Après des années d'accompagnement de personnes vivant leurs derniers instants, je n'en sais pas plus sur la mort elle-même, mais ma confiance dans la vie n'a fait que croître. Je vis, sans doute, plus intensément, avec une conscience plus fine, ce qui m'est donné de vivre, joies et peines, mais aussi toutes ces petites choses quotidiennes, allant de soi, comme le simple fait de respirer ou de marcher.
Peut-étre suis-je devenue plus attentive à ceux qui m'entourent, consciente que je ne les aurai pas toujours à mes côtés, désireuse de les découvrir et de contribuer autant que je le peux à ce qu'ils deviennent ce qu'ils sont appelés à devenir.

Aussi après des années auprès de ceux qu'on appelle des "mourants", mais qui sont bien des "vivants" jusqu'au bout, je me sens plus vivante que iamais. Cella, je le dois à ceux que je crois avoir accompagnés, mais qui, dans l'humilité dans laquelle les a plongés la souffrance, se sont révélés des maîtres..

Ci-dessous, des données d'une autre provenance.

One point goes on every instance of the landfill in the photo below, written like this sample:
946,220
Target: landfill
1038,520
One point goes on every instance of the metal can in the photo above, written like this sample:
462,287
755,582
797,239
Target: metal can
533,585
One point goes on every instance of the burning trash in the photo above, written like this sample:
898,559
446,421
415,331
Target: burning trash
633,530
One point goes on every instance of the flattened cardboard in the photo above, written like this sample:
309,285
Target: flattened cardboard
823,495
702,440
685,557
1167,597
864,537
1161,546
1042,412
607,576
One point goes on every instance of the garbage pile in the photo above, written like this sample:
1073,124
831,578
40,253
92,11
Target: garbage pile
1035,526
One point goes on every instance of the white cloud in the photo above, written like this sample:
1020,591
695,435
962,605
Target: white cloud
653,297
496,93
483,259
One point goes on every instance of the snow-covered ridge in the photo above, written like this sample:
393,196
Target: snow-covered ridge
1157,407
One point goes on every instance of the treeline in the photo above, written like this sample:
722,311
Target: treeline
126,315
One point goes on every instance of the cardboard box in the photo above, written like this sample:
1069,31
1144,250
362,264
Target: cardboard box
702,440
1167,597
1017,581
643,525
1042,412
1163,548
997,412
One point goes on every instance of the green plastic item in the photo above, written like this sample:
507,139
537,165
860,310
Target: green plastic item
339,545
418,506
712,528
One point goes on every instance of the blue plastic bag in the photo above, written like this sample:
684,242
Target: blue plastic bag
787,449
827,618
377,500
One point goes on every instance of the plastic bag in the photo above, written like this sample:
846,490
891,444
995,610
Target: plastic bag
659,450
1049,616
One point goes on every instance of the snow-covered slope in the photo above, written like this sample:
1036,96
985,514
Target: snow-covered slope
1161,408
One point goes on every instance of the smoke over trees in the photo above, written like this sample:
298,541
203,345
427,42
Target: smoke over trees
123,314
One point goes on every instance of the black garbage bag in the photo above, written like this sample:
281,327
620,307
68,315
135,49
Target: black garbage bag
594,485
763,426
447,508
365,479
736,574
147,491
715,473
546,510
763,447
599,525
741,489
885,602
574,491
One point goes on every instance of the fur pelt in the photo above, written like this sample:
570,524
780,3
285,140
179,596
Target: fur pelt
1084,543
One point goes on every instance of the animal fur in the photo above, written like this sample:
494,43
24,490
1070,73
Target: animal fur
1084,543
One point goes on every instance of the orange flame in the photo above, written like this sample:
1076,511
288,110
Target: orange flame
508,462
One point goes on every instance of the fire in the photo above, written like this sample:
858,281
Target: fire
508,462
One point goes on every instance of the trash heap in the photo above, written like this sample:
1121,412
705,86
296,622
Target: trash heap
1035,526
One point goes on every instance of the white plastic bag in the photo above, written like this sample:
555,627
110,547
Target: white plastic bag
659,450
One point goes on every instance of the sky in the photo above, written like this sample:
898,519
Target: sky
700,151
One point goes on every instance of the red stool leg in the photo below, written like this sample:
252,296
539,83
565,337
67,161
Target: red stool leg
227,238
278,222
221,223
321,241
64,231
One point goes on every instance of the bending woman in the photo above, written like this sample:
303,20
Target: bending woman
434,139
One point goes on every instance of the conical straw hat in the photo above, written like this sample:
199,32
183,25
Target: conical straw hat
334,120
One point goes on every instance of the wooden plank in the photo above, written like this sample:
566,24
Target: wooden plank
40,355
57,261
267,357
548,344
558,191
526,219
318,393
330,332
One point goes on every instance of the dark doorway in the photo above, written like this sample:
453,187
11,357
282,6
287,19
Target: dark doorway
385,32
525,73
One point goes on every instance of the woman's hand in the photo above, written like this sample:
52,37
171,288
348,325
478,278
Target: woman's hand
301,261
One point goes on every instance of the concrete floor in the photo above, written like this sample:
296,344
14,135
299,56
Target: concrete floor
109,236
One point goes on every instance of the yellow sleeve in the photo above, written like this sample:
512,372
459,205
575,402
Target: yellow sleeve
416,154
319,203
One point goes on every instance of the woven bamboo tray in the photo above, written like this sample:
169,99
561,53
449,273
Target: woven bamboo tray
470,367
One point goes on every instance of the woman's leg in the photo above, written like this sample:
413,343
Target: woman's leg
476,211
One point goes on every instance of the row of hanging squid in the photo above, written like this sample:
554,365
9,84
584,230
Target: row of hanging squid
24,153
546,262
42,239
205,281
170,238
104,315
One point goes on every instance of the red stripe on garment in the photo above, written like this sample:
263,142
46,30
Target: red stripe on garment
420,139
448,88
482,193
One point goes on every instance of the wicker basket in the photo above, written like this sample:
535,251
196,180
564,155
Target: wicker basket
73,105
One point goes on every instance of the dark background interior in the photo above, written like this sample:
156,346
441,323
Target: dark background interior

J'espère pouvoir sensibiliser le lecteur à la richesse d'un accompagnement des ultimes moments de la vie d'un proche. J'ai moi-même découvert cette richesse au fil des années. Ma vie en a été transformée. Mourir n'est pas, comme nous le croyons si souvent, un temps absurde, dépourvu de sens. Sans diminuer la douleur d'un chemin fait de deuils, de renoncements, j'aimerais montrer combien le temps qui précède la mort peut être aussi celui d'un accomplissement de la personne et d'une transformation de l'entourage. Bien des choses peuvent encore se vivre. Dans un champ plus subtil, plus intérieur, dans le champ de la relation aux autres. Quand on ne peut plus rien faire, on peut encore aimer et se sentir aimé, et bien des mourants, au moment de quitter la vie, nous ont lancé ce message poignant : ne passez pas à côté de la vie, ne passez pas à côté de l'amour. Les derniers moments de la vie d'un être aimé peuvent être l'occasion d'aller le plus loin possible avec cette personne. Combien d'entre nous saisissent cette occasion? Au lieu de regarder en face la réalité de la proximité de la mort, on fait comme si elle n'allait pas venir. On ment à l'autre, on se ment à soi-même, et, au lieu de se dire l'essentiel, au lieu d'échanger des paroles d'amour, de gratitude, de pardon, au lieu de s'appuyer les uns sur les autres pour traverser ce moment incomparable qu'est la mort d'un être aimé, en mettant en commun toute la sagesse, l'humour et l'amour dont l'être humain est capable pour affronter la mort, au lieu de cela, ce moment unique, essentiel de la vie, est entouré de silence et de solitude.